Super P-frame (SP-frame): A special P-frame that uses the previous cached frame instead of the previous P-frame or I-frame as a reference frame.

synchronization source (SSRC): The source of a stream of RTP packets, identified by a 32-bit numeric SSRC identifier carried in the RTP header so as not to be dependent upon the network address. All packets from a synchronization source form part of the same timing and sequence number space, so a receiver groups packets by synchronization source for playback. Examples of synchronization sources include the sender of a stream of packets derived from a signal source such as a microphone or a camera, or an RTP mixer. A synchronization source may change its data format (for example, audio encoding) over time. The SSRC identifier is a randomly chosen value meant to be globally unique within a particular RTP session. A participant need not use the same SSRC identifier for all the RTP sessions in a multimedia session; the binding of the SSRC identifiers is provided through RTCP. If a participant generates multiple streams in one RTP session, for example from separate video cameras, each MUST be identified as a different SSRC. See [RFC3550] section 3.

Transmission Control Protocol (TCP): A protocol used with the Internet Protocol (IP) to send data in the form of message units between computers over the Internet. TCP handles keeping track of the individual units of data (called packets) that a message is divided into for efficient routing through the Internet.

TURN server: An endpoint that receives Traversal Using Relay NAT (TURN) request messages and sends TURN response messages. The protocol server acts as a data relay, receiving data on the public address that is allocated to a protocol client and forwarding that data to the client.

Uniform Resource Identifier (URI): A string that identifies a resource. The URI is an addressing mechanism defined in Internet Engineering Task Force (IETF) Uniform Resource Identifier (URI): Generic Syntax [RFC3986].

user agent client (UAC): A logical entity that creates a new request, and then uses the client transaction state machinery to send it. The role of UAC lasts only for the duration of that transaction. In other words, if a piece of software initiates a request, it acts as a UAC for the duration of that transaction. If it receives a request later, it assumes the role of a user agent server (UAS) for the processing of that transaction.

user agent server (UAS): A logical entity that generates a response to a Session Initiation Protocol (SIP) request. The response either accepts, rejects, or redirects the request. The role of the UAS lasts only for the duration of that transaction. If a process responds to a request, it acts as a UAS for that transaction. If it initiates a request later, it assumes the role of a user agent client (UAC) for that transaction.

User Datagram Protocol (UDP): The connectionless protocol within TCP/IP that corresponds to the transport layer in the ISO/OSI reference model.

XML schema: A description of a type of XML document that is typically expressed in terms of constraints on the structure and content of documents of that type, in addition to the basic syntax constraints that are imposed by XML itself.

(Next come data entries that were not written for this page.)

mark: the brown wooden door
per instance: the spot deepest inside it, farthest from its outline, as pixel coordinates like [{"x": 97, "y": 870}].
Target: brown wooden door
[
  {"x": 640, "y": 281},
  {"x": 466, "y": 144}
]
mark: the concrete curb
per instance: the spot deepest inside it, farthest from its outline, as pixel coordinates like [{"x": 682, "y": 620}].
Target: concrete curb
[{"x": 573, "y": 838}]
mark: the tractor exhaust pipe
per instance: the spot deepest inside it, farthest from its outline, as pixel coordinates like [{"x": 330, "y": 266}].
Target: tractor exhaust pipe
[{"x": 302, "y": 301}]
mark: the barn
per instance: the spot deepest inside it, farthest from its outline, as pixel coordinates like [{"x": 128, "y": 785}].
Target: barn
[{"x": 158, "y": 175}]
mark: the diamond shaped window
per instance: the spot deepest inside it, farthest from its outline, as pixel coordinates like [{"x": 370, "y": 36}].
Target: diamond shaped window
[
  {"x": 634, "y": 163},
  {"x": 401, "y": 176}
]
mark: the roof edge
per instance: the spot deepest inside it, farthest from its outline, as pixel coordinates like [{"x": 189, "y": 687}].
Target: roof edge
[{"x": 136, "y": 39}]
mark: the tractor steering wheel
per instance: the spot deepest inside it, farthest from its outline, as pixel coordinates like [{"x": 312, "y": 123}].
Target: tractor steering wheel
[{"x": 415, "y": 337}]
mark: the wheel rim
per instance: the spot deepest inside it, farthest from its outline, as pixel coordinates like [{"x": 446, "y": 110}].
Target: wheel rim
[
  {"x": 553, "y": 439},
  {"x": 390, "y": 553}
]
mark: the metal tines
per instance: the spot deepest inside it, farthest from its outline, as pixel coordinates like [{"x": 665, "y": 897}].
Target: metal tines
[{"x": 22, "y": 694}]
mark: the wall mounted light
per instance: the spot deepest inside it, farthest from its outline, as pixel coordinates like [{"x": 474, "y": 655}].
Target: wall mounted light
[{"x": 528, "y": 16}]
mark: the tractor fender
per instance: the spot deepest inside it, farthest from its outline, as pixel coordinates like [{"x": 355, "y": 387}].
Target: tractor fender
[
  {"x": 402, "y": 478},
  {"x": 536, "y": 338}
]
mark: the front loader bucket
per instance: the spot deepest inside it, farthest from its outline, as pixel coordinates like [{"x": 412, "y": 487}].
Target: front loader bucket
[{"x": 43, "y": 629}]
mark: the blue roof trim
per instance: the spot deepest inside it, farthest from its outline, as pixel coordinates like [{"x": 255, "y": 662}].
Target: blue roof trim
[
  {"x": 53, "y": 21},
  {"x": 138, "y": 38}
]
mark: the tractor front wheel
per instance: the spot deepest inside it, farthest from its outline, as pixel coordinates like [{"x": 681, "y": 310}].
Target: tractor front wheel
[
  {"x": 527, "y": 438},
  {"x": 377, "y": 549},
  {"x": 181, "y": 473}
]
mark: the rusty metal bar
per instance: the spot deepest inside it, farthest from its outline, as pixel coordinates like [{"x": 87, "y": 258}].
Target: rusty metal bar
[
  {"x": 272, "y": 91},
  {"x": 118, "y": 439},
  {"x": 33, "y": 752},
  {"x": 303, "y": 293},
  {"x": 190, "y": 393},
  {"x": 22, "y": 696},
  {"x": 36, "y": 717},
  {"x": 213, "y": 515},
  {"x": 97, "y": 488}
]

An XML schema provides a view of a document type at a relatively high level of abstraction.

XML schema definition (XSD): The World Wide Web Consortium (W3C) standard language that is used in defining XML schemas. Schemas are useful for enforcing structure and constraining the types of data that can be used validly within other XML documents. XML schema definition refers to the fully specified and currently recommended standard for use in authoring XML schemas.

MAY, SHOULD, MUST, SHOULD NOT, MUST NOT: These terms (in all caps) are used as defined in [RFC2119]. All statements of optional behavior use either MAY, SHOULD, or SHOULD NOT.